Functionalists look at family and marriage not by their definition or structure behind them, but by how having family and marriage contributes to society. So even though most societies definition of marriage and family is different, family itself is universal. Functionalist believe that family executes six fundamental needs that are necessary for society to survive. The six needs that functionalists see as most important for the survival of society are 1. Economic production 2. Socialization of children 3. Care of the sick and aged 4. Recreation 5. Sexual control and, 6. Reproduction. Functionalists view the incest taboo as a way to refrain from confusing the roles of each family member. Incest would create a lot of questions within the family beginning with how each member should respect, or treat the other members. Incest also forces exogamy. Exogamy was particularly useful in tribal societies by forcing alliances between feuding tribes, and by expanding social networks for the two joining families. Despite the positives of having a nuclear family, functionalists point out that there are still a few dysfunctions, such as emotional overload and relative isolation. These dysfunctions could cause quite the conflict.
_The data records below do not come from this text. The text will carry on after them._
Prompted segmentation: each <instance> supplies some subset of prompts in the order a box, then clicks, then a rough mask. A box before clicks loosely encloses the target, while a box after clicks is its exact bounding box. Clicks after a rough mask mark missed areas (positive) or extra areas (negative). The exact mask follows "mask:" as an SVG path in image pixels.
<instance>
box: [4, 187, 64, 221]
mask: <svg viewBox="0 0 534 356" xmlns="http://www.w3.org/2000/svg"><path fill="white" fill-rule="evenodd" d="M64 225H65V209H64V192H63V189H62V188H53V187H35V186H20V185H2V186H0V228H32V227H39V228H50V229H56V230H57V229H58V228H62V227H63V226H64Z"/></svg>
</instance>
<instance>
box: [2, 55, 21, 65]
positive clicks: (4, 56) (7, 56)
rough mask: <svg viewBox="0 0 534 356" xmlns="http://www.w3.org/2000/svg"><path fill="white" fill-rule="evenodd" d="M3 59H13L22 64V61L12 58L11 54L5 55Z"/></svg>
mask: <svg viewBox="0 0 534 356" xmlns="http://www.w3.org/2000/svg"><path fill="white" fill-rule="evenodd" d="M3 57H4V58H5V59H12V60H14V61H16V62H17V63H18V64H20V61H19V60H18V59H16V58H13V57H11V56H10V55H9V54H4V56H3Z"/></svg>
When it comes to family, no matter what type, and marriage, conflict is inevitable. Who has the power in the relationship seems to be the main reason of conflict in most marriages. In today’s American society it seems that women are gaining more power, and making more decisions for the family. Women today are also spending more time at work, resulting in men having to pitch in more with housework and childcare. Things that were once referred to as “women’s work” no longer hold that stigma. Marriage is now more equal, which could help lessen the amount of conflict. In today’s society studies have shown that men and women spend less time on house work, less time at paid work, more time on child care and family responsibilities. With these changing times it is evident that marital responsibilities will only become more equal in the future.